Cloudflare abandoned Nginx and switched to self-developed Pingora software written in Rust

Posting time:2023-03-26 11:35:32

Cloudflare abandoned Nginx and switched to self-developed Pingora software written in Rust

Cloudflare has long relied on Nginx as part of its HTTP proxy stack. But now, it has been replaced with self-developed Pingora software written in Rust.

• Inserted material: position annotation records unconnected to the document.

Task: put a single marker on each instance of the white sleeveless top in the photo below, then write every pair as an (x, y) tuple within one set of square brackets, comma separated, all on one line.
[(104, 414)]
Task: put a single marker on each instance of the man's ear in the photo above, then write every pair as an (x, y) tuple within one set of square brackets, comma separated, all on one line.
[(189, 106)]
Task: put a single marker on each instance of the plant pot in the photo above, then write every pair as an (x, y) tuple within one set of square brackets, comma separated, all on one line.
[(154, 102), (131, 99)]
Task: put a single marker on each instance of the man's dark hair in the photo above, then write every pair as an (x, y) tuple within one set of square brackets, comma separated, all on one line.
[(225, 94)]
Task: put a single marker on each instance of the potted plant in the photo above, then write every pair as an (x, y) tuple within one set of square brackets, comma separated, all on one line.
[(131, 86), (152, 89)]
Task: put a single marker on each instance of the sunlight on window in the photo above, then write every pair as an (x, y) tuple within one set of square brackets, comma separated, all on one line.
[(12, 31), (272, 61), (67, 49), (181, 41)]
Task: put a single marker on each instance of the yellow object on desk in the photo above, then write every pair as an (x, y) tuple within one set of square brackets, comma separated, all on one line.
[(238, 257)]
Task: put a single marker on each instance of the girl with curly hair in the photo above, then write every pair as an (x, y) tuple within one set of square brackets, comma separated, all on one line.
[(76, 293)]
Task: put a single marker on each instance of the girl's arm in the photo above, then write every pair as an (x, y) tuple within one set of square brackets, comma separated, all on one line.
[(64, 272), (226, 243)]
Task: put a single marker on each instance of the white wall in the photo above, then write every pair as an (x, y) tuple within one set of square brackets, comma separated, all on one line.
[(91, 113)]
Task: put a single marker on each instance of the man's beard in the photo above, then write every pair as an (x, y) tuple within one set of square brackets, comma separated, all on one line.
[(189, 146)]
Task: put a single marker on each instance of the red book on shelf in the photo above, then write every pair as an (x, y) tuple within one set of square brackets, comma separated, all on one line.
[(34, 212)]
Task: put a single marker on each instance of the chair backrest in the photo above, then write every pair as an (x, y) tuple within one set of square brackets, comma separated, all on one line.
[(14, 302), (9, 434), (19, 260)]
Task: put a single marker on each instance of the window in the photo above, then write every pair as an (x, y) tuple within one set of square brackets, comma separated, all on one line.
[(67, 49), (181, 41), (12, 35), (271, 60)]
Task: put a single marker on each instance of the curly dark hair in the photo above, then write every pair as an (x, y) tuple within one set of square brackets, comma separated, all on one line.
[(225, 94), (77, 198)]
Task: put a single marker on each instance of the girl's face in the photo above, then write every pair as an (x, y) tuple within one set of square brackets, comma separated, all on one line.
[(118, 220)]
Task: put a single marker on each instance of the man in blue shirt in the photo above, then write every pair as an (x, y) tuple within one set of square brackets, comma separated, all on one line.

The company claims that Pingora can handle more than a trillion requests per day. While providing higher performance, the overhead of CPU and memory resources is only one-third of the old solution. It is reported that Cloudflare found flaws in Nginx's worker process architecture - especially in terms of CPU resources. Also Nginx proved difficult to scale to meet their needs. With this in mind, Cloudflare engineers have been working hard on in-house solutions and opted for the Rust programming language, which offers greater memory safety while still offering near-C performance. It's worth mentioning that Cloudflare also implements its own HTTP library for Rust to meet its various needs. In addition, Pingora uses a multi-threaded rather than a multi-process architecture. Finally, in a production environment, Pingora can reduce CPU and memory resource overhead by about 70% / 67% for older services under the same traffic load. In addition to the amazing performance benefits, the Rust programming language also plays a large role in ensuring the security of Pingora. The only pity is that Pingora is not yet open source - although Cloudflare says it is working on plans, the HTTP proxy is currently only used by the company.